Britain is in decline; we have stopped worshipping feet

A few weeks ago, I rode a bicycle through the impeccably delightful countryside of East Anglia. It was an experience which reminded me of two things: one, I’ve become helplessly unfit and two, quaint rural road signs demarcating distances in miles are so much more pleasurable to behold than those measuring in kilometres. Not only in length, but in capacity and mass too do we see the peculiarity and specificity of the imperial system far outshining the dull mundanity of Napoleon’s autocratic metric potion. And metric measurements are exactly that: autocratic. They emanate from the same mindset which adores order, control and standardisation – the evisceration of unique quirkiness is supplanted by a Germanic obsession with neatness and divisibility by ten. 

In accommodating the metric system so calmly into our quotidian parlance we subconsciously socialise ourselves with a system totally devoid of personality. More importantly, we also abrogate the connection to our history that imperial measurements provide. Take for example how the inch (a vastly superior tool for evaluating petit spacial extension than the centimetre) originated from aligning barley grains end to end or how the rod came into being by randomly measuring the length of churchgoers’ left feet. Furthermore, the link was derived as a means to measure a cricket pitch, whilst the slug as a unit of mass evolved from pioneering British research in physics in the 19th century. 

Now let us contrast the beautifully organic origins of the imperial system with those of the metric. Whereas the foot and the cable trace their roots to human anatomy or innocent agricultural practices, units such as the metre and the gram emerged at a time when France was preoccupied with slaughtering its aristocracy. Metric units are also either bewilderingly confusing (the metre was first deemed to be one ten-millionth of the distance from the equator to the North Pole) or mind-numbingly drab (the kilogram was standardised against a blob of platinum incarcerated in a Parisian vault.) 

Let us also not forget that at the same time as ascertaining the earth’s circumference and hacking away brutally at the landscape to create these prototype measurements, the French élite was also busying itself with vitiating time. Not content with the perfectly satisfactory division of the day into 24 units of 60 minutes, Napoleon sought to indulge his ten-addiction yet further with the decimalised clock. Thankfully, its life was short-lived. 

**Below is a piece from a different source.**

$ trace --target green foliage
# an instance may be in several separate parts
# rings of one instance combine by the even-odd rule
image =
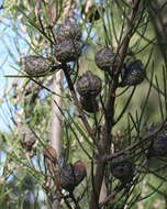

We must now do to the metric system what the world did to Napoleon’s perturbing vandalisation of the clock only two centuries ago. Not only were metric measurements unearthed and exported by bloodthirsty tyrants, but they also lack the ineffable versatility of those which this country honoured for so long. Our metric-obsessed simpletons are lumbered with the clumsy inelegance of millimetres, centimetres and kilometres all being diminutives or superlatives of the same basic building block, first stumbled upon by swinging a rope around in a cathedral. Conversely, on this side of the Channel, we were bequeathed the unimaginable flexibility of employing the inch, the foot, the yard, the cable, the furlong, the link, the chain, the fathom, and the mile to unequivocally describe the distance to which we refer. Put simply, the history of the metric unit is indelibly scarred with the secretions of continental autocracy, whilst depriving their users of the lexical precision we have come to enjoy. 

This, I assert, is not a system into which we should buy. It pains me to see liquids being sold in millilitres when fluid ounces would suffice. I shudder when road signs advise of parking 400 metres ahead, when yards would be more appropriate. More worryingly, I fear for the day when I’m no longer obeying the speed limit in miles per hour, have forgotten my weight in stones and pounds and my beer is served in 500ml glasses when I frequent the local pub (although with this, losing 12% of the pint is equally as egregious as losing the pint itself.) No, I’m not blind – much like sand after a day at the beach, the metric system has osmotically inveigled itself into every crevice and orifice of public and private life, yet I can’t help think that protecting our imperial measurements from the onslaught would in turn protect us from the insidious uniformity that the alternative purports to impose. After all, language moulds the mind.

SatNavs need not bellow commands to ‘turn right in 4 furlongs’ or ‘follow the road for 2 leagues’, neither, in all seriousness, would I expect EasyJet to inform me of a one slug weight limit for my luggage, but giving feet and inches a monopoly over height and enshrining miles per hour as the threshold by which plod will decide our fate would prove, if it was ever needed, that measurements cast in the shadow of the plough are superior to those cast in the shadow of the guillotine. Or, maybe, I should just stop thinking about pointless twaddle whilst cycling in Norfolk.

George Wright (Ex-Secretary, Former Deputy Returning Officer, Ex-Treasurer, Ex-Whip, Ex-Committee Member, St John’s College) is an undergraduate in his second year of studying Philosophy, Politics, and Economics.